Bob Zildjian And The End Of An Era
Bob Zildjian was one of the last survivors of the generation that entered the music industry immediately after World War II. His passing marks the end of an era. Coming of age in a time of acute hardships, with a childhood defined by the economic privation of the Great Depression, followed by military service in the single most calamitous war in all of history, Bob and his contemporaries were the personification of the proverb, "the blow that doesn't break your back makes you stronger."
BobZildjianMarkLove
Bob Zildjian (right) with Master Product Specialist Mark Love
in the Sabian factory.
   They had suffered so much, when peace and prosperity finally returned in the 1950s they were galvanized by an unimaginable sense of relief, and they channeled their energy into building. In addition to companies, they built associations, a distribution network, and institutions such as the school music movement that created a foundation for the industry as we know it today.
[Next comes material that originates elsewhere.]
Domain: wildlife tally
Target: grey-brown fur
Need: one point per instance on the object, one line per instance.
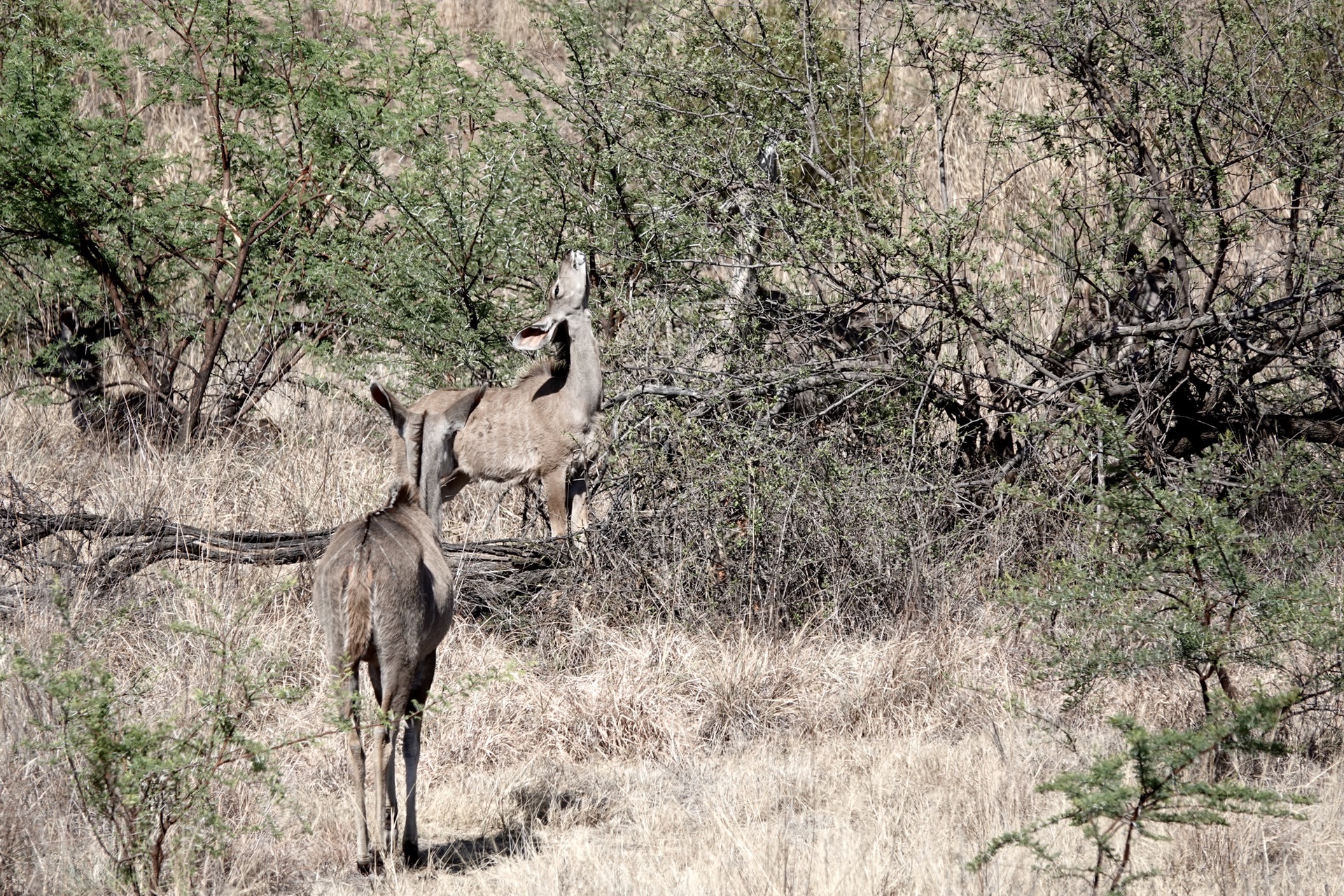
(536, 430)
(384, 593)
   The industry they entered was tiny by contemporary standards, and the available management tools were far less sophisticated. But they more than compensated for these limitations with brash confidence and unshakeable optimism. Bob was the embodiment of this illustrious group. He was blunt, relished being politically incorrect, and, until he fell ill, loved the challenge of running the business. He took cymbal making seriously and was engaged in even the smallest details, but he never took himself seriously and possessed a great self-deprecating sense of humor.
   During Bob's 60-year career, the industry got bigger, the scope and quality of products improved, and better operating methods led to dramatic efficiency gains. However, amidst all these tangible advances, the unbridled enthusiasm and optimism that Bob and his cohorts brought to the business has been dimmed. It will be missed.